Java Performance Tuning
Java(TM) - see bottom of page
Our valued sponsors who help make this site possible
JProfiler: Get rid of your performance problems and memory leaks!
Training online: Threading Essentials course
Tips August 2015
Get rid of your performance problems and memory leaks!
Get rid of your performance problems and memory leaks!
Back to newsletter 177 contents
Gentle Introduction to Lockless Concurrency (Page last updated July 2015, Added 2015-08-31, Author Alex Petrov, Publisher coffeenco). Tips:
- An atomic set of operations behaves as if it were a single step. No other thread can observe the set of operations in a half-complete state.
- Locking typically implies blocking: an exclusive ownership over a locked resource, allowing only one thread to progress at a time.

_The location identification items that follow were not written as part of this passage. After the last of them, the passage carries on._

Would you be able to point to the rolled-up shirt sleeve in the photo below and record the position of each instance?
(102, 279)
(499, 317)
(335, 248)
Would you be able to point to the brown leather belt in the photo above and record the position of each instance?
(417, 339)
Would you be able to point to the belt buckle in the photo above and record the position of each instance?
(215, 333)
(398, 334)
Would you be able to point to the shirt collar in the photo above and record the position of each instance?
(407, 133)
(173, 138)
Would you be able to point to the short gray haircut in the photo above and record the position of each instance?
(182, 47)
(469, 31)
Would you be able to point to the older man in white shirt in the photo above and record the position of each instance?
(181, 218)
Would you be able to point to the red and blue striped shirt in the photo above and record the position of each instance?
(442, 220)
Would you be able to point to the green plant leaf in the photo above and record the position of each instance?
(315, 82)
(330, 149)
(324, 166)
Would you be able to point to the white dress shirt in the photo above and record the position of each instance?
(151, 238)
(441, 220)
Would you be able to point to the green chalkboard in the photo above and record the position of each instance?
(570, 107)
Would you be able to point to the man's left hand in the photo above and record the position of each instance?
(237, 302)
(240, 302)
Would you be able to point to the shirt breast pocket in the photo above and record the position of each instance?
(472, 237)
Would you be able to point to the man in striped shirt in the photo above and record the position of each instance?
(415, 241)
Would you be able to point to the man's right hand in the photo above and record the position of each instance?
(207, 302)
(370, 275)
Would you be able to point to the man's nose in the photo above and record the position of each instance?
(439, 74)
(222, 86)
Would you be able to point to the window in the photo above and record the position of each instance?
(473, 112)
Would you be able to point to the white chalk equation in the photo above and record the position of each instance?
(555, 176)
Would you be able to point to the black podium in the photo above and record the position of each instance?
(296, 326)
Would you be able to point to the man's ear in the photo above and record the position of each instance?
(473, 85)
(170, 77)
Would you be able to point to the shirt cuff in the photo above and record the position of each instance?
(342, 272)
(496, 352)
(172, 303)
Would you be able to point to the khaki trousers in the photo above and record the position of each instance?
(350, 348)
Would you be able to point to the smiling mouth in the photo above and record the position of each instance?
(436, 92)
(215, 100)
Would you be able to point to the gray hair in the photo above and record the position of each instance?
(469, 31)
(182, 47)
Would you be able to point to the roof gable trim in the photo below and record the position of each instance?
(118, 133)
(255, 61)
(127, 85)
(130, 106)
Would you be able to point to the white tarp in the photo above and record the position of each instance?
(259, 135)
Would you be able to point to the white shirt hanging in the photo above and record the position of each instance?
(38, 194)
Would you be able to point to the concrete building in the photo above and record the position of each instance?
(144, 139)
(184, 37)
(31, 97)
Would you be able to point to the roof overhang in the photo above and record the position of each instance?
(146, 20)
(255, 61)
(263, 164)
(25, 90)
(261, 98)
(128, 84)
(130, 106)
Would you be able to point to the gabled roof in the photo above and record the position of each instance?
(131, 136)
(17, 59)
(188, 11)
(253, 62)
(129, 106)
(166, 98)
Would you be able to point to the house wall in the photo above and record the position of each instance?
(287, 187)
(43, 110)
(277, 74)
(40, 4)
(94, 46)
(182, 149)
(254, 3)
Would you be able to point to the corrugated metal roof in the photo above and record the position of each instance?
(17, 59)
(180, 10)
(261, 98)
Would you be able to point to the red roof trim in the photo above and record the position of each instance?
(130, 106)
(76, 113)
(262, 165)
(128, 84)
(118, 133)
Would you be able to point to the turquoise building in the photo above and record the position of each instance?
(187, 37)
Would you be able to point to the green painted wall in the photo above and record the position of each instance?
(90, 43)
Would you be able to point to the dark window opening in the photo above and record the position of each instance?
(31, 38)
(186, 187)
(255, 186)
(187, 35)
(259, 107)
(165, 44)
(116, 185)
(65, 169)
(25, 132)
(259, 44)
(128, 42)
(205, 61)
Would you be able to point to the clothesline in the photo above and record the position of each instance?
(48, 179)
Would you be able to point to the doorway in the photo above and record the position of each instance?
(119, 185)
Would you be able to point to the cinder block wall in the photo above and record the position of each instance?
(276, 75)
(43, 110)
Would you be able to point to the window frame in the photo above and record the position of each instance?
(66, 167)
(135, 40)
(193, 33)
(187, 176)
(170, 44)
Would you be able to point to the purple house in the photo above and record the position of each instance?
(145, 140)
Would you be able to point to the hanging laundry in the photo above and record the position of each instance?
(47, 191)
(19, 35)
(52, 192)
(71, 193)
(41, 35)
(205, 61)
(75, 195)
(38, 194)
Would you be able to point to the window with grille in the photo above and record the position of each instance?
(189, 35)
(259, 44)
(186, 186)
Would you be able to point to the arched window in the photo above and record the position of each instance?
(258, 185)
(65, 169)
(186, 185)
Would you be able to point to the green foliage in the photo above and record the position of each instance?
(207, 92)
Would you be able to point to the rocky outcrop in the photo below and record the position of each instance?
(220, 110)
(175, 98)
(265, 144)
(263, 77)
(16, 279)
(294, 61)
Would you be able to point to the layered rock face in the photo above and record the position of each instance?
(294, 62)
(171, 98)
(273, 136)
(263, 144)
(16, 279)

- Locks introduce contention when there are many parties interested in the lockable resource.
- Read/write locks allow multiple readers to access a resource simultaneously while providing an exclusive resource ownership for a writer. This can reduce blocking contention where there are many readers and few writers.
- Releasing a lock too early can lead to data corruption; holding it for too long can cause extra contention.
- Lock-free algorithms allow threads to try and progress forward as long as it is possible without blocking: readers can always proceed without any locking at all; writers only have to make sure that the changes that they apply to the object do not conflict with other writes.
- Optimistic Concurrency atomically verifies that the resource is in the expected state before committing the new state (otherwise no commit occurs). Optimistic Concurrency is efficient when modifications won't be performed simultaneously most of the time, so retries will be infrequent, eg with lots of reads and few writes.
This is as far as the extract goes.